My vote for the uttermost macabre U.S. state motto goes to Maryland. It comes from the original seal of the state dating to the early 1600s, which bears the words running across the horizontal banner below the two male figures, stating “FATTI MASCHII PAROLE FEMINE,” and we’re just gonna need a minute to process this.
These are Italian words, recorded by George Calvert, father of Cecil Calvert, the Roman Catholic English founder of Maryland as its “first Proprietor.” George took it up as his family motto in 1622 after the death of his beloved wife Anne. The phrase was a known Italian proverb in Italy. A 21st-century spokesperson at the US Italian Embassy in Washington DC claimed that Pope Clement VII had said it in the 1500s when he was returning to Italy after having been to France.

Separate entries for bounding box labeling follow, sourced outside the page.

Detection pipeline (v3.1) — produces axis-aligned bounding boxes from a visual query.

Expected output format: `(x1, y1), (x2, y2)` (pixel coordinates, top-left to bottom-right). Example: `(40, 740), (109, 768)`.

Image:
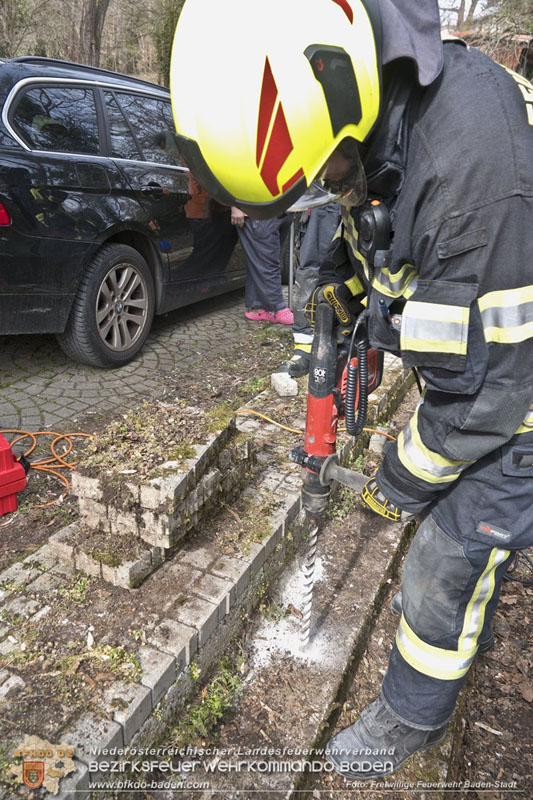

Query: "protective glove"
(361, 478), (414, 522)
(304, 283), (354, 335)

The phrase literally means “Masculine deeds, feminine words.” Many people, starting in the 1600s, thought this meant something along the lines of “men act, women talk” — ie, super duper misogynist. And if you do a quick online search, that’s all you get. However, more recent research has traced the contacts of George Calvert to an Italian scholar called John Florio, who wrote the first Italian/English dictionary, and argued that “Fatti Maschii Parole Femine” should be gender neutral, which ends emphasizing the concepts “deeds” and “words”, so that the translation should really be something like “strong deeds, gentle words.” Which still doesn’t make that much sense IMHO but is a heck of a lot less sexist.
The General Assembly of Maryland voted that gender-neutral translation to be official in 2017.